• Non-Dischargeable Tax Debt Not Special Class of Unsecured Creditors
  • August 28, 2014 | Authors: Scott St. Amand; J. Ellsworth Summers
  • Law Firms: Rogers Towers, P.A. - Jacksonville Office ; Rogers Towers, P.A. - Fort Lauderdale Office
  • In numerous previous posts, we have noted that the purpose of the Bankruptcy Code is to help the “honest but unfortunate debtor.” Like gerrymandering, certain “creative” debtors have attempted to classify their non-dischargeable debt as a separate, special class of unsecured creditors. In a recent case out of the Eighth Circuit, In re Copeland, the court summarily dismissed the debtors’ argument that they had not unfairly discriminated against their other unsecured creditors.

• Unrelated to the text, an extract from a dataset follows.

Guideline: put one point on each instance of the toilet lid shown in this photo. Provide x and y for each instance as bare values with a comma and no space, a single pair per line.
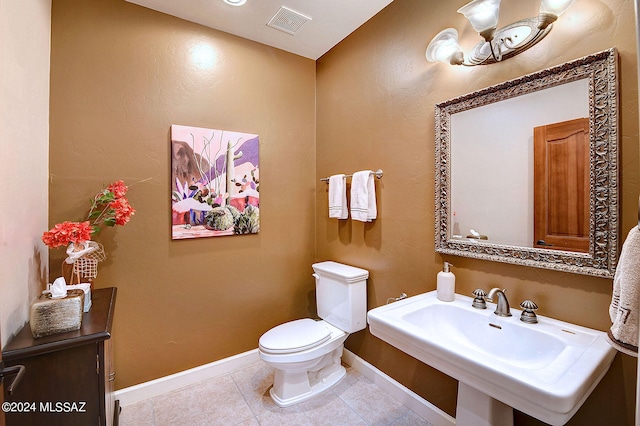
294,336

    The Copelands filed for Chapter 13 bankruptcy protection in 2011, and proposed a plan to pay non-dischargeable state and federal tax debts before other unsecured creditors. If put in effect, the plan would, in essence, completely pay the Copelands’ tax creditors, leaving all other unsecured creditors with little or no payments from the estate. The bankruptcy court rejected their 2011 plan, and the Copelands amended the plan to place the tax creditors in the same class as its other unsecured creditors. After they submitted their amended plan, they objected to their own plan, raising the argument once more that the separate classification was not discriminatory. Because the bankruptcy court had already ruled on the issue and found the plan discriminatory, the court accepted the amended plan.

    It is important to note that the debtors’ tax claims became non-dischargeable because they failed to file pre-petition tax returns. The court noted that had the debtors filed such returns, much of their tax debt would be dischargeable under §§ 523(a)(1)(B) and 1328 (a)(2). Unlike child support, which is by its very nature non-dischargeable, the tax debt becomes non-dischargeable only after the debtor fails to file timely prepetition returns.

    Without much analysis, the court applied the Eighth Circuit’s four prong test to determine whether the plan was unfair. Ultimately, the opinion hinged on the Copelands’ bad faith classification of their unsecured claims. The court also rejected their argument that post-petition tax preparation fees should be treated as pre-confirmation legal fees or trustee administration fees, because “like the non-dischargability of the underlying debt, this [was] a self-created problem.”

    The ultimate takeaway from the Copeland case is that bad faith will not be tolerated in bankruptcy proceedings. Although no punitive action was taken against the Copelands for their bad faith, discriminatory plan, the inability to discharge their tax debt was a significant loss for the debtors. For debtors that may be contemplating bankruptcy, the filing of any past-due tax returns before filing for bankruptcy protection is essential. For unsecured creditors, Copeland is another arrow in their non-discriminatory classification quiver.